Al centro del salmo, uno dei “più pregiati e studiati di tutto il salterio”, la figura di “un innocente perseguitato e circondato da avversari che ne vogliono la morte”, e il suo rivolgersi a Dio “in un lamento doloroso che, nella certezza della fede, si apre misteriosamente alla lode”. Il Papa prosegue: “Il Signore tace, e questo silenzio lacera l’animo dell’orante, che incessantemente chiama, ma senza trovare risposta”. “Ma se Dio non risponde, il grido di aiuto si perde nel vuoto e la solitudine diventa insostenibile”. Eppure, “nonostante ogni apparenza”, il salmista “non può credere che il legame con il Signore si sia interrotto totalmente”, sa che “il suo Dio non lo può abbandonare.
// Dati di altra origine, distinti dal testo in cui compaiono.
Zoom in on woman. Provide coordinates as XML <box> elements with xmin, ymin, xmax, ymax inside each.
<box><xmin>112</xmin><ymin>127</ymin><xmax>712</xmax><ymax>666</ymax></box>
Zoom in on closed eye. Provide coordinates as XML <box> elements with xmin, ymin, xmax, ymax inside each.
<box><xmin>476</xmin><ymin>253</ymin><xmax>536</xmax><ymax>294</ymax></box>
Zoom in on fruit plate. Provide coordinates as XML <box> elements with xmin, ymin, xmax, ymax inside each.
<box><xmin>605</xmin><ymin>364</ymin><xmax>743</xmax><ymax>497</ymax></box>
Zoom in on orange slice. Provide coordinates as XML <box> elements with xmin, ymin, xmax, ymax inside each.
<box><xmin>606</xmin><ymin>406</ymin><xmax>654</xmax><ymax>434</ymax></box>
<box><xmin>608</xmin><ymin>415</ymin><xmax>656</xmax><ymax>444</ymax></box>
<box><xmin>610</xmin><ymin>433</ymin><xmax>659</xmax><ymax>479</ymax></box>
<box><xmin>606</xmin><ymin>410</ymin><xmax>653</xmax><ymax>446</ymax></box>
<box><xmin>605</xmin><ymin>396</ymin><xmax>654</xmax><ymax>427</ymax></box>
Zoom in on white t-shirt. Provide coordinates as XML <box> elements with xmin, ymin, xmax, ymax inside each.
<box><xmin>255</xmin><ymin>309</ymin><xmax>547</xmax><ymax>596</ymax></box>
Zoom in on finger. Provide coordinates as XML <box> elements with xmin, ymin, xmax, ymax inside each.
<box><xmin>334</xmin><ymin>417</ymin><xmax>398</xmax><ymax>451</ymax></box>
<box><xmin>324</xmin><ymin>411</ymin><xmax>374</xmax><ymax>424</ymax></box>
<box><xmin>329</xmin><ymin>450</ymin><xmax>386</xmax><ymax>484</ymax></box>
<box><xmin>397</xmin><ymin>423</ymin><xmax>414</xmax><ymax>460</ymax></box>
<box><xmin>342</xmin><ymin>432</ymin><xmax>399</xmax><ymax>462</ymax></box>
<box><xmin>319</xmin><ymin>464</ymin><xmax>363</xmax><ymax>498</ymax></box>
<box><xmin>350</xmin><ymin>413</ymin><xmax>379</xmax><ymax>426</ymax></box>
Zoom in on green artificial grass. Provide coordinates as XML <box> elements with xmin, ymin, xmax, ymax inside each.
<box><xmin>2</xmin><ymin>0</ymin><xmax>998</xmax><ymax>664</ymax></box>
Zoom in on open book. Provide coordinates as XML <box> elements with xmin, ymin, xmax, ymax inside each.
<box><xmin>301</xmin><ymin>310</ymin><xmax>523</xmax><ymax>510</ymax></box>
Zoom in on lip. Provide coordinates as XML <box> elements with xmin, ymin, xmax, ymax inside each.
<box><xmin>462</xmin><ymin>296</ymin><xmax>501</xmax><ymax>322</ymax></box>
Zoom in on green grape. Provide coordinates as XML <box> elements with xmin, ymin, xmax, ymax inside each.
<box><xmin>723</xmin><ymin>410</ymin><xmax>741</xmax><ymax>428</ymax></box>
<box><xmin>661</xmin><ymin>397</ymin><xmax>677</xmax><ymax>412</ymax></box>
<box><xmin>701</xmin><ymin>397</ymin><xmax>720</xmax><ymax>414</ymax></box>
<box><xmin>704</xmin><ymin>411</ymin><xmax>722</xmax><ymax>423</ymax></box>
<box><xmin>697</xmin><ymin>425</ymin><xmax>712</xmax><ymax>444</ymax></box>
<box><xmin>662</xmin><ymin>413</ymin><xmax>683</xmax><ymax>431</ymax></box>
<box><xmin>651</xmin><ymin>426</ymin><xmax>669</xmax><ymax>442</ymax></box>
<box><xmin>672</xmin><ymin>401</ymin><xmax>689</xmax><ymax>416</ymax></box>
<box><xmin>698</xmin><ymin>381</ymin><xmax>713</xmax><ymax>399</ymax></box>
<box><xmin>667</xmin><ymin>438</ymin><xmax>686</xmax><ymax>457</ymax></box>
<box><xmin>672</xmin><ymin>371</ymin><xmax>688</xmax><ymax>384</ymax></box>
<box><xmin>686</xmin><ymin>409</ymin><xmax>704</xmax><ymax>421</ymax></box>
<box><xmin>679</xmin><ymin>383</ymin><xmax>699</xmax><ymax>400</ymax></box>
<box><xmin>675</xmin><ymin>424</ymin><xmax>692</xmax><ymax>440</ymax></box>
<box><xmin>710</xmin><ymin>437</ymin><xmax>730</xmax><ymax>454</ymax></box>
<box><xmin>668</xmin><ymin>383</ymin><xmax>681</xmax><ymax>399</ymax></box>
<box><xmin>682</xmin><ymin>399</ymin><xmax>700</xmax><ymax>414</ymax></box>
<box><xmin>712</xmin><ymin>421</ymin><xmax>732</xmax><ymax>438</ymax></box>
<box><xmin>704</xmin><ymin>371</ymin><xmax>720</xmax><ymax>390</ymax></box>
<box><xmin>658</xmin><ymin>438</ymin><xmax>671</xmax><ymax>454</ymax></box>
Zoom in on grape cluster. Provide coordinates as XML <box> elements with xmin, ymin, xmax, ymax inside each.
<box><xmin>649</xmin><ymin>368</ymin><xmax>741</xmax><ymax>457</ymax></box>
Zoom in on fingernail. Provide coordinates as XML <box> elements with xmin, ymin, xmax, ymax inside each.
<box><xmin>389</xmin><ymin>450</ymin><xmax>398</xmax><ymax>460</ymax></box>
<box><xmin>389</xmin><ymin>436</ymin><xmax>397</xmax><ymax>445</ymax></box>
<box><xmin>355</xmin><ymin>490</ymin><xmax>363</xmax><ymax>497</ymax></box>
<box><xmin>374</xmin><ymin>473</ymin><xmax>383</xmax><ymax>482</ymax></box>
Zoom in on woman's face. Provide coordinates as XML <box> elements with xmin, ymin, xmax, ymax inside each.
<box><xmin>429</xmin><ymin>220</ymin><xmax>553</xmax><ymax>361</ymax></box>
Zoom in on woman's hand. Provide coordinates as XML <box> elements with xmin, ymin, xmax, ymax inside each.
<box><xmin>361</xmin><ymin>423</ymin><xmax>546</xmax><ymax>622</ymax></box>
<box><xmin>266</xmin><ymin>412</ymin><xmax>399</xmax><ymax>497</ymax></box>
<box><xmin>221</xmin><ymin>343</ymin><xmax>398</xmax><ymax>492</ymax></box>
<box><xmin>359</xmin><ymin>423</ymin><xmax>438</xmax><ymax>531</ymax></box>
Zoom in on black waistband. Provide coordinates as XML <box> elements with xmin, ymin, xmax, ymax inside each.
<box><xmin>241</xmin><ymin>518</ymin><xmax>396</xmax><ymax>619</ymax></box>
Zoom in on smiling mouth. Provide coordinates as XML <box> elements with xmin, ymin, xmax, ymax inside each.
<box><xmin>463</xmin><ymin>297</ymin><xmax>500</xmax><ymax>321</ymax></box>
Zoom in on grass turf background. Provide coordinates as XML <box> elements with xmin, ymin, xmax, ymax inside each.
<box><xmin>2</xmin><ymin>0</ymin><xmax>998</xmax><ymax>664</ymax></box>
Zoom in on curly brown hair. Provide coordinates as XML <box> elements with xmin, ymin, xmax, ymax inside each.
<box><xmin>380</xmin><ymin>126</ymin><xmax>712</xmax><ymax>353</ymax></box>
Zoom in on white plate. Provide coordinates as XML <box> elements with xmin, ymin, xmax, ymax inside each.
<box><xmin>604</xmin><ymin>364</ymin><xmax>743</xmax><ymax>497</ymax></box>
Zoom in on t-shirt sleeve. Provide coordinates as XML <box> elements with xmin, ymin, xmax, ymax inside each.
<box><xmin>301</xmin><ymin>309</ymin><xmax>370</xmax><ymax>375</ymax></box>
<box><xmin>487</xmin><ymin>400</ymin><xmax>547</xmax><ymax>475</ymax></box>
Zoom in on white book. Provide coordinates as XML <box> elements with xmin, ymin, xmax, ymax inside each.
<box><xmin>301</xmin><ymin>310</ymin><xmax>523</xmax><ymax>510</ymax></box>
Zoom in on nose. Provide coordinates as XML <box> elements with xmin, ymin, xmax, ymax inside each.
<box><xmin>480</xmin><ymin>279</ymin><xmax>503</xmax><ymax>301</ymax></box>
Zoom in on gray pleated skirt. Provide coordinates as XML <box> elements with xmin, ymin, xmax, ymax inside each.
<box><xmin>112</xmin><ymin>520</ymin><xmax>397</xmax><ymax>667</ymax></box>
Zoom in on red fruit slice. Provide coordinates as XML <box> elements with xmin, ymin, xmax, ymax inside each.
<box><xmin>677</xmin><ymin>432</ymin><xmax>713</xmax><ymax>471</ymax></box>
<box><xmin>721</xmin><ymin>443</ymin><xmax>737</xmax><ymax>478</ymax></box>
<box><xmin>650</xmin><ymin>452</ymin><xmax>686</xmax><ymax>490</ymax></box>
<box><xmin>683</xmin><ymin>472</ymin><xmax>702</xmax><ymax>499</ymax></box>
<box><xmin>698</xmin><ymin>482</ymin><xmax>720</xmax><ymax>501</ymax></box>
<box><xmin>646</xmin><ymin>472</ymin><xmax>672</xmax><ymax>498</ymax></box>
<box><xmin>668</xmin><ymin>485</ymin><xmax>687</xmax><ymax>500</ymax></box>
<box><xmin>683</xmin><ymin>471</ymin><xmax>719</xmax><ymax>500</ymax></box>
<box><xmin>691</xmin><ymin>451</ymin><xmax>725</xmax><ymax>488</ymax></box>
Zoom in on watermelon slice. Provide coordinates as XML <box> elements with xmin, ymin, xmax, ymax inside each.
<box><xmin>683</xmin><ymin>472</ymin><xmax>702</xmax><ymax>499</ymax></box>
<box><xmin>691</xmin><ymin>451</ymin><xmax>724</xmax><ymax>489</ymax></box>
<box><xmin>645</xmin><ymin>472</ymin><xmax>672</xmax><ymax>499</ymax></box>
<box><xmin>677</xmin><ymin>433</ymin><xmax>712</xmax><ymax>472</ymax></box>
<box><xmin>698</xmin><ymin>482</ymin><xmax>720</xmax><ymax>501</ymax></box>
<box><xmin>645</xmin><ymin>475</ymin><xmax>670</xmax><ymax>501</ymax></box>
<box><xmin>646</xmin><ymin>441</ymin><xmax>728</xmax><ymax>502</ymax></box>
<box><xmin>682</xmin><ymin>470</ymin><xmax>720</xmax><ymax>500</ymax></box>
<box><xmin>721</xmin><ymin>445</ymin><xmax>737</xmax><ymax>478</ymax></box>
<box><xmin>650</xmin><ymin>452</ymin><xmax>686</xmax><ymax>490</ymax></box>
Da una parte, spiega il papa c’è “il silenzio di Dio, la sua apparente assenza”, dall’altra il fatto che “Dio è stato presente nell’esistenza dell’orante con una vicinanza e una tenerezza incontestabili”.

E dall’ angoscia che altera la “percezione del pericolo, ingrandendolo” anche l’ uomo di oggi viene catturato. “Quando l’uomo diventa brutale e aggredisce il fratello, qualcosa di animalesco prende il sopravvento in lui, sembra perdere ogni sembianza umana”, perché “la violenza ha sempre in sé qualcosa di bestiale e solo l’intervento salvifico di Dio può restituire l’uomo alla sua umanità”. Un Salmo cristologico che ci introduce alla passione di Gesù. “È questo un grido, ha commentato il Papa, che dischiude i cieli, perché proclama una fede, una certezza che va al di là di ogni dubbio, di ogni buio e di ogni desolazione. E il lamento si trasforma, lascia il posto alla lode nell’accoglienza della salvezza”. L’esortazione finale è forte : “Lasciamoci invadere dalla luce del mistero pasquale e, come i discepoli di Emmaus, impariamo a discernere la realtà al di là delle apparenze riconoscendo il cammino dell’esaltazione proprio nell’umiliazione, e il pieno manifestarsi della vita nella morte, nella croce”.